Founder of Straight to the Points; Travel Rewards Expert
Washington, D.C.
Spencer Howard
Background

About Spencer Howard

Travel RewardsCredit Card PointsLifestyle DesignNewsletters & MediaEntrepreneurship

Spencer Howard is the founder of Straight to the Points, an award-seat alert service that helps more than 21,000 subscribers fly business and first class using credit card points. A Notre Dame political science grad who started out in Washington, D.C. politics, he taught himself the intricate world of airline programs and credit card fine print — four hours a night for six months — so that others wouldn't have to.

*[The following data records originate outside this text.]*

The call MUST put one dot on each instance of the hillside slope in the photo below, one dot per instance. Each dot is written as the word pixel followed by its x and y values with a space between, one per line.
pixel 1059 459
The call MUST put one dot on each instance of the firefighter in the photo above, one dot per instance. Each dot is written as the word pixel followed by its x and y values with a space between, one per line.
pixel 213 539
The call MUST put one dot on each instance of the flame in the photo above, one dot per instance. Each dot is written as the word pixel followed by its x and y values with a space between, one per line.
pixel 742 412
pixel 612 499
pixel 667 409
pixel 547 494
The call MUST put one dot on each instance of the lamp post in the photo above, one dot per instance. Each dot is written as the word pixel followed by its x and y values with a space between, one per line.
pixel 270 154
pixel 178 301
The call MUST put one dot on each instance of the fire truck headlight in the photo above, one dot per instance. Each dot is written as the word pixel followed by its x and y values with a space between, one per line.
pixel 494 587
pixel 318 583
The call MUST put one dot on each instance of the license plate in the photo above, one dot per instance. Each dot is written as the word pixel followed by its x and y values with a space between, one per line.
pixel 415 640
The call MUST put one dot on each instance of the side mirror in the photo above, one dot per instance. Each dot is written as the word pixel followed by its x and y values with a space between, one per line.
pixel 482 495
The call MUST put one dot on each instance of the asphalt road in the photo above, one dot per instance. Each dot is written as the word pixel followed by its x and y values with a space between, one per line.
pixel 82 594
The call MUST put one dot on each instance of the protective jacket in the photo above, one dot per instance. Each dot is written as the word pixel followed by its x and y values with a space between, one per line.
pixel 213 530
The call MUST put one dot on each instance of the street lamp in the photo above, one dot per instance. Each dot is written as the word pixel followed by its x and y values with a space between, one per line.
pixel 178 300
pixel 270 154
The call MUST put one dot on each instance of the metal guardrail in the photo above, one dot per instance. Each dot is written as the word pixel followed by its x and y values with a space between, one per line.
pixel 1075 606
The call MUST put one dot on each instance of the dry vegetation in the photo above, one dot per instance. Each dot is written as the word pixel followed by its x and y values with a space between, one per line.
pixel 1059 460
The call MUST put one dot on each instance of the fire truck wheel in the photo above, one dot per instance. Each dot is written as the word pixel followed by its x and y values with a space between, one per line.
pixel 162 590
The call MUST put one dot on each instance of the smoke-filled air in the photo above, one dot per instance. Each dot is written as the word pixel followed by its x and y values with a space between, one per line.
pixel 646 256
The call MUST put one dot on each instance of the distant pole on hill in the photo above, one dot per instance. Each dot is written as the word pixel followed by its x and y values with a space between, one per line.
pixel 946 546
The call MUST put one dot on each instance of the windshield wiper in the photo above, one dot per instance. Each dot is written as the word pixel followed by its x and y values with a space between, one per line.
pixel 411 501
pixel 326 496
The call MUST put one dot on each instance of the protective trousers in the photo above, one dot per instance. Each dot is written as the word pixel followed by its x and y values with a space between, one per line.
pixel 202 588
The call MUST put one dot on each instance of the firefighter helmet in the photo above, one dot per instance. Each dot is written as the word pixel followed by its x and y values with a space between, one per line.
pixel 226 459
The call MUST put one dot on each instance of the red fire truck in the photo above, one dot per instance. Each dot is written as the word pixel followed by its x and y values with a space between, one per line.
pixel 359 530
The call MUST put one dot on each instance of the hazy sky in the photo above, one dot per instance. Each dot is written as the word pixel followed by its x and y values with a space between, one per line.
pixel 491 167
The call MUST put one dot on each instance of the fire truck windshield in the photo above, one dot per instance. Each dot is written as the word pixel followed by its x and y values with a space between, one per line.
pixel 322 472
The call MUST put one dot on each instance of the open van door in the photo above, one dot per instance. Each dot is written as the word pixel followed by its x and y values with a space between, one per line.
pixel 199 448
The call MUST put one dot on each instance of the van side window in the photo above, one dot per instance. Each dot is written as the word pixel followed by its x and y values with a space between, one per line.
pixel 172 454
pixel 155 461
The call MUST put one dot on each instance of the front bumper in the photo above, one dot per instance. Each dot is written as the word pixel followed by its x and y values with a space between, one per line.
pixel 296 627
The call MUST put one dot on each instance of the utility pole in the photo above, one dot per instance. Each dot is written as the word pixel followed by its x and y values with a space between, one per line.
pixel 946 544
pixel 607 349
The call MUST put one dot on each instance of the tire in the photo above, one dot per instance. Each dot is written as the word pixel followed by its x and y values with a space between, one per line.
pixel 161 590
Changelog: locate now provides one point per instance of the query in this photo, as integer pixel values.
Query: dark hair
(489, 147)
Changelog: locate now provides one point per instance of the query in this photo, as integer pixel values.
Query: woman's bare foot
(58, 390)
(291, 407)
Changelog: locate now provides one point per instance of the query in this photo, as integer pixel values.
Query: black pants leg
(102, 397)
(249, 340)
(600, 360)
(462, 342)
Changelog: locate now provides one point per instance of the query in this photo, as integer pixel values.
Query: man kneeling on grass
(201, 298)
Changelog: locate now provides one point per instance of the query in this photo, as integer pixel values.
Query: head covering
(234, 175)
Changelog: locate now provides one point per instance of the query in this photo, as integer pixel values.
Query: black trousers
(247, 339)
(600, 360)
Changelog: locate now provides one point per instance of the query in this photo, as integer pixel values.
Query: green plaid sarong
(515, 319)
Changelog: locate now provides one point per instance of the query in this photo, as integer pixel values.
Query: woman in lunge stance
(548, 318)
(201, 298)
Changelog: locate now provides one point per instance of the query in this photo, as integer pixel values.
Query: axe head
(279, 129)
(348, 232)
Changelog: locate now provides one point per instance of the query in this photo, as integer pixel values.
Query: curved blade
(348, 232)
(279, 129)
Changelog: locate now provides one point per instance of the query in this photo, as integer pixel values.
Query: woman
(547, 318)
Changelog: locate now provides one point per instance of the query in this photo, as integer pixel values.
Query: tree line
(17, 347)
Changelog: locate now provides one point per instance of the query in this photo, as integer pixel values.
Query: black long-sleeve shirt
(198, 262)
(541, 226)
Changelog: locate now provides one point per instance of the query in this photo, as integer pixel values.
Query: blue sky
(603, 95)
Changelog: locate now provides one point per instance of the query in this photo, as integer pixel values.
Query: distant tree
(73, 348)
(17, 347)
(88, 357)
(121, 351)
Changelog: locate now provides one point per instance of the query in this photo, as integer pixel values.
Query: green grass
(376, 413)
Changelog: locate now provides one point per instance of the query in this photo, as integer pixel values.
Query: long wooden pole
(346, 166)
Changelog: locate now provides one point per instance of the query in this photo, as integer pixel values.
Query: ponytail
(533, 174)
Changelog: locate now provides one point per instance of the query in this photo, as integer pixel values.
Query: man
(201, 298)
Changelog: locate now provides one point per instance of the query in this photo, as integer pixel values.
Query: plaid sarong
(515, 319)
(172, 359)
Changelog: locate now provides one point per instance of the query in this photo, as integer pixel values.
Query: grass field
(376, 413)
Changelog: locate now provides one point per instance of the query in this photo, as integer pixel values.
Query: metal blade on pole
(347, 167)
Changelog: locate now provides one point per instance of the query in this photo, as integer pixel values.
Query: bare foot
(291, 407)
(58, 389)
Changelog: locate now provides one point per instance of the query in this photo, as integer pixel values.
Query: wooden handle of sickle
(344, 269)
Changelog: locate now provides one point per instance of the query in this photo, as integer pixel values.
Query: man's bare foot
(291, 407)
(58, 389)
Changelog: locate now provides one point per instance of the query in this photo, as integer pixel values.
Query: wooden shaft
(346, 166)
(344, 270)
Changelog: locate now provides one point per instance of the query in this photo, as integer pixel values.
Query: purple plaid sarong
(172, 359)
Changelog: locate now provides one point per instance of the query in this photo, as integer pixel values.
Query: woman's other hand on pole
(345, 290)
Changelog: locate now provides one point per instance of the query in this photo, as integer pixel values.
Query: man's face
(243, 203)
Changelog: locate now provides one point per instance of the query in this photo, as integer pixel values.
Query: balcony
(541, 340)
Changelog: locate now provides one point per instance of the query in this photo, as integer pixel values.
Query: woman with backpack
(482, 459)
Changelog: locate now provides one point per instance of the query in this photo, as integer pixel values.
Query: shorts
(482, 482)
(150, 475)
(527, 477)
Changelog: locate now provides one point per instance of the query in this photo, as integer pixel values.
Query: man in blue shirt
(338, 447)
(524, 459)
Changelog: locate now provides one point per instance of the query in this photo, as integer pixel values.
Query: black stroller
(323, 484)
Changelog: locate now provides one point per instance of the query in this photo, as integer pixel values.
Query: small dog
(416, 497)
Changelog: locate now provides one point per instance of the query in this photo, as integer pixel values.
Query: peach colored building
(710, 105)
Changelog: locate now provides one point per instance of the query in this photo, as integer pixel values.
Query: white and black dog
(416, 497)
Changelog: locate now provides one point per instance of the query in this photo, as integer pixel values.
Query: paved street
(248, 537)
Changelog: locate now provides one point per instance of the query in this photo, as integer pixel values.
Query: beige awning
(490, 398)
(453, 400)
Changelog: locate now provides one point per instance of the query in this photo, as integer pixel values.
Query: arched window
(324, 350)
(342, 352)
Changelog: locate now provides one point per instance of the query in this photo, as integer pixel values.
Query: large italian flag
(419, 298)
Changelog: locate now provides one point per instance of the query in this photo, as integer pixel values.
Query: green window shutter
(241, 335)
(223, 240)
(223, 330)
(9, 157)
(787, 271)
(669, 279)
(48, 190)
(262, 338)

That obsession became a career: freelance writing for The Points Guy and Reward Expert, Editor in Chief of 10xTravel.com, and contributions to God Save the Points, One Mile at a Time, and Upgraded Points. Today Straight to the Points runs a premium award-alert newsletter and a travel agency that layers VIP perks — upgrades, breakfast, early check-in — onto luxury hotel stays. Spencer has visited more than 60 countries and travels three months a year.

On The Daily Mastermind, Spencer joined George Wright III to demystify points and miles for busy entrepreneurs: why transferable points beat airline-specific miles, how to match a strategy to your actual spending, and why arriving rested in business class is a performance decision, not an indulgence.

Key Insights

Key takeaways from Spencer

01
Go deep, then do it for others.
Spencer spent six months mastering airline programs for a single trip to Japan. That depth became freelance writing, a newsletter, and a full business — a reminder that genuine expertise, built obsessively, is what services are made of.
02
Start with transferable points.
Points from Chase, Amex, Citi, Capital One, and Bilt transfer to dozens of airline partners across every major alliance. One hub of points unlocks almost every airline in the world — plus arbitrage, since programs price the same seat very differently.
03
Match the strategy to your life.
Casual (1–3 cards, set and forget), moderate (4–6 with periodic additions), or maximalist (continuous signup bonuses) — all work. The discipline is the same: treat it like a game with rules and make sure each card's value beats its fee.
04
Recovery is a performance strategy.
Through the lens of the corporate athlete, flying business class and arriving refreshed isn't an extravagance to feel guilty about — it's part of designing a life that sustains the work you're doing.